Strafverfahren gegen:     Iwan (John) Demjanjuk
Wegen:     Beihilfe zum Mord
Aktenzeichen:     115 Js 12496/08
********** NL,      01. März 2011

Sehr geehrter Herr Vorsitzender,

ich, Sally Israël Goedel, geboren am 8. Oktober 1938 in Amsterdam, mache als Nebenkläger von dem Recht Gebrauch, mein eigenes Plädoyer zu halten gegen den

Angeklagten Iwan (John) Demjanjuk.

Meine beiden Eltern     Salomon Goedel, geboren am 07. März 1910 in Amsterdam
und     Eva Goedel-Roodveldt, geboren am 17. April 1910 in Amsterdam,
wurden am     28. Mai 1943 in Sobibor vergast.

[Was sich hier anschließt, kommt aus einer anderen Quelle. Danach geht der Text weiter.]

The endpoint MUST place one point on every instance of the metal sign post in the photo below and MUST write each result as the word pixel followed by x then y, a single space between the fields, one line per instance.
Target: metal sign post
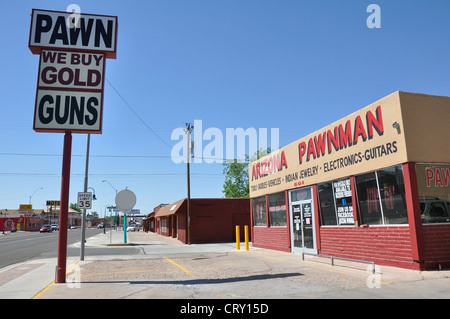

Aus dem Archiv des Niederländischen Roten Kreuzes in Den Haag und aus den Transportlisten in Westerbork hat sich ergeben, dass unumstößlich feststeht, dass meine beiden Eltern am 25. Mai 1943 und
auch meine Großeltern väterlicherseits     Israël Goedel und
Sara Goedel-Croese sowie
meine Großmutter mütterlicherseits     Judith Roodveldt-Kokernoot,
meine Tanten     Rachel Goedel,
Betje Goedel
und mein Onkel     Meijer Goedel
und weiter noch mehr als 30 andere Verwandte von Westerbork in den Niederlanden nach Sobibor in Polen deportiert worden sind.
Am 28. Mai 1943 sind meine beiden Eltern sofort nach Ankunft und später auch die anderen Verwandten, die ich oben genannt habe, im Vernichtungslager Sobibor vergast worden!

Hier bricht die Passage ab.